Silver saga for Schwarzkopf
August 5, 2012The home crowd in London was busy cheering Jessica Ennis as she sprinted to 800-meter victory and overall gold in the heptathlon late on Saturday, while Lilli Schwarzkopf stared at the scoreboard, bemused.
The 28-year-old German was initially classified as disqualified from the final 800 meter discipline, for allegedly breaking lane too early in the race. It later emerged, however, that the officials had confused Schwarzkopf with the runner one lane further wide, who did put a toe on the white line. Replays revealed that while Schwarzkopf had flirted with the dividing line herself, she never quite crossed it.

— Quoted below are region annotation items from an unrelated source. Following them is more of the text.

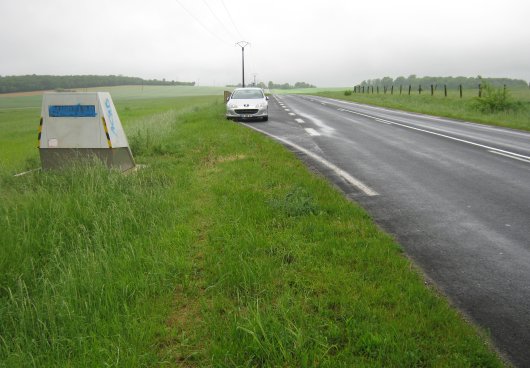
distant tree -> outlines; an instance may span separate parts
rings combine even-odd
[[[0,93],[27,92],[51,89],[74,89],[87,87],[107,87],[119,85],[183,85],[194,86],[195,82],[178,82],[122,75],[19,75],[0,76]]]

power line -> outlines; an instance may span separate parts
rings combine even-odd
[[[206,0],[202,0],[202,2],[204,3],[204,5],[206,5],[206,7],[208,8],[208,10],[210,11],[210,13],[212,13],[212,15],[214,16],[215,19],[217,19],[217,21],[219,22],[219,24],[221,24],[223,26],[223,28],[227,31],[227,34],[232,37],[232,38],[237,38],[237,35],[235,35],[236,37],[233,37],[234,34],[232,33],[231,30],[228,29],[228,27],[225,25],[225,23],[219,19],[219,17],[217,16],[217,14],[215,14],[215,12],[212,10],[212,8],[210,7],[210,4],[208,4],[206,2]]]
[[[190,17],[192,17],[193,19],[195,19],[195,21],[197,23],[199,23],[201,25],[202,28],[204,28],[204,30],[206,32],[208,32],[210,35],[212,35],[213,37],[217,38],[219,41],[223,42],[223,43],[226,43],[226,44],[229,44],[230,42],[226,41],[225,39],[221,38],[219,35],[217,35],[216,33],[210,31],[210,29],[208,29],[200,20],[199,18],[197,18],[195,15],[193,15],[192,12],[190,12],[188,9],[186,9],[186,7],[179,1],[179,0],[175,0],[181,7],[182,9],[184,9],[186,11],[186,13],[188,13],[190,15]]]
[[[234,29],[236,30],[237,34],[241,38],[245,38],[245,37],[243,37],[243,35],[241,35],[241,32],[239,32],[239,28],[237,28],[236,23],[234,22],[234,18],[232,18],[232,15],[228,11],[228,8],[226,7],[224,0],[221,0],[221,4],[223,4],[223,8],[225,8],[226,14],[228,14],[228,18],[230,18],[230,22],[232,22],[232,25],[234,26]]]

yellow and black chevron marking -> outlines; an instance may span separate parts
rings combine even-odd
[[[40,117],[40,123],[39,123],[39,137],[37,139],[37,148],[40,148],[40,137],[42,135],[42,122],[43,122],[42,116]]]
[[[112,143],[110,142],[109,130],[107,129],[107,122],[105,121],[105,118],[102,117],[101,122],[103,123],[103,129],[105,129],[105,135],[107,136],[107,143],[109,144],[109,148],[112,148]]]

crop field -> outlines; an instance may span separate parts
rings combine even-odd
[[[394,90],[393,94],[390,94],[390,91],[384,93],[380,90],[378,94],[352,93],[346,96],[345,90],[343,88],[341,91],[308,91],[307,93],[513,129],[530,130],[530,89],[528,88],[508,90],[513,101],[516,101],[520,106],[497,112],[483,112],[477,108],[478,90],[476,89],[464,89],[463,98],[460,98],[457,89],[448,90],[447,97],[444,96],[443,90],[435,91],[433,96],[431,96],[430,90],[424,90],[421,95],[418,94],[418,91],[412,91],[411,95],[408,95],[408,90],[405,89],[400,95],[398,88]]]
[[[39,166],[40,102],[0,97],[0,367],[503,365],[363,209],[224,119],[222,89],[133,89],[112,91],[127,175],[14,177]]]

"Unbelievable. L. Schwarzkopf has a medal after all. The officials confused her [with another runner] and mistakenly disqualified her," German Olympic Committee (DOSB) employee Jörg Stratmann wrote on the body's Twitter account. After all the confusion, some doubt endured in the following moments, when he wrote: "The computer is now calling it 'official:' Silver for Lilli Schwarzkopf with 6649 points. Should we believe it?"
Ennis won gold comfortably with 6955 points over the seven events, while Russia's Tatjana Chernova took bronze with 6628. Ukraine's Lyudmyla Yosypenko had her hopes raised and dashed amid the Schwarzkopf furore, she finished fourth overall and briefly appeared set for a medal herself.
After a counter-appeal from Ukraine and a delay, the medal ceremony eventually went ahead. Schwarzkopf was the only German to claim a medal in a lean day of competition.
Home glory
The host athletes fared particularly well in Saturday's action, with Britain winning six gold medals in total - the best single-day showing for Team GB since the 1908 Olympics, also in London.
Somali refugee turned British citizen Mo Farah won the 10,000 meters with an impressive last lap sprint to claim the hosts' sixth gold of the day. Greg Rutherford had wrapped up long jump gold moments earlier in the infield. Britain's footballers, however, were disappointed in a penalty shootout against South Korea late on Saturday evening.
The highlight of Sunday's action, arguably of the entire Olympics, will take place late in the evening, when Usain Bolt, Yohan Blake and others will vie for gold in the 100-meters final.
Shelly-Ann Fraser-Pryce won the women's 100 meters for Jamaica on Saturday night, beating Carmelita Jeter of the US by just 0.03 seconds. Another Jamaican, Veronica Campbell-Brown, came in third, a further three-hundredths of a second behind. Fraser-Pryce ran the dash in 10.75 seconds, well shy of Florence Griffith Joyner's 1988 world record of 10.49 seconds.